It was a nice run, a run that’s often underappreciated, but thankfully not by the guy signing Tomlin’s checks. Since Super Bowl XLV, the Steelers have transitioned from a team that had gotten old and stale on defense – there were seven thirtysomething starters in 2011 and six in 2012 – to one where William Gay is the only starter on defense to have seen a 30th birthday. There was a lot of problem-solving associated with re-making a veteran roster that had experienced a lot of success together, and the Steelers completed the four-year transition without a single losing season while winning a division championship in 2014. Looking ahead, their prospects for 2015 seem bright if for no other reason than their quarterback has covered a lot of ground on that path to greatness he was traveling back in 2007.

Tomlin deserves credit for the team remaining competitive through a transition that included a dozen significant players having their careers here end along with the normal roster turnover every NFL team experiences annually. And he deserves credit as well for working within the Steelers’ framework to get through that phase.

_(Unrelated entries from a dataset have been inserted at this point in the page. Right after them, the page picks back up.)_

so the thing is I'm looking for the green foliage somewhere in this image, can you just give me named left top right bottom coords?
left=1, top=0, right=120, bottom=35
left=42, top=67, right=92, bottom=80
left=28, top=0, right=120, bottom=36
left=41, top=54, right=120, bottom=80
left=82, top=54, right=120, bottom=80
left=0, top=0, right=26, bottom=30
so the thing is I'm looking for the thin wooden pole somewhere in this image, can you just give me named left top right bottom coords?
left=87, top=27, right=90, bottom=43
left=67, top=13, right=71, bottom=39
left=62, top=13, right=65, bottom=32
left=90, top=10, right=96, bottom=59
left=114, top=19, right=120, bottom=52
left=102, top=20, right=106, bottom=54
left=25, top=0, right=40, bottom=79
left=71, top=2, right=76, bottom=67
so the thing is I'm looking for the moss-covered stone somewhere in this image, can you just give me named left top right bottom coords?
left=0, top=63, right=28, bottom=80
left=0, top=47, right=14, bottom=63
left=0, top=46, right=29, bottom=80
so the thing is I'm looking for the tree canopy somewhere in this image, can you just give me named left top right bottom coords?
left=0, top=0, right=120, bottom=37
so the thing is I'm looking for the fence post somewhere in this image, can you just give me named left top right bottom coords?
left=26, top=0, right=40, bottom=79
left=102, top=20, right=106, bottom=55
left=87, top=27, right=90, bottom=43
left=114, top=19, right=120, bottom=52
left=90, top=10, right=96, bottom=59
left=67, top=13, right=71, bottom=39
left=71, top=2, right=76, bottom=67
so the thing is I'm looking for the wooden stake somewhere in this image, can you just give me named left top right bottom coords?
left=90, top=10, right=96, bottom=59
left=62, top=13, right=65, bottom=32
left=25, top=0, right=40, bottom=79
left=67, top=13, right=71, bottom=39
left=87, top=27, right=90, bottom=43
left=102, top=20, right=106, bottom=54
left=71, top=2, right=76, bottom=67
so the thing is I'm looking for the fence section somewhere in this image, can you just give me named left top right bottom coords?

The Steelers’ framework is one where nobody gets to make every football decision every time. Through the hirings and the firings, the drafting, when and if to sign players to extensions, a Steelers head coach is not a dictator. Chuck Noll wasn’t. Bill Cowher wasn’t. Mike Tomlin isn’t, and by accepting the Steelers’ framework he proves he truly embraces the team-first philosophy at the root of a 45-season run of success that has included more wins (448) and more division championships (20) than any other NFL franchise since the 1970 merger. When Tomlin had said, “The story doesn’t have to be me, what I do. The story has to be what we do, and what we’re capable of doing as a team,” he meant it.

ORGANIZATIONAL DECISIONS
Over the past few years, there had to be changes. Some of them difficult. Some involving people who had contributed a lot to the franchise, people who have their names inscribed on a couple of those six Lombardis. Those are examples of organizational decisions, and with the Steelers those result after input is sought and considered. But also with the Steelers comes the expectation that after a decision is reached, then everybody rows the boat in one direction.

That’s the way the Steelers do business today, and Tomlin is perfect as their head coach because he understands that being in charge isn’t as important as being supported.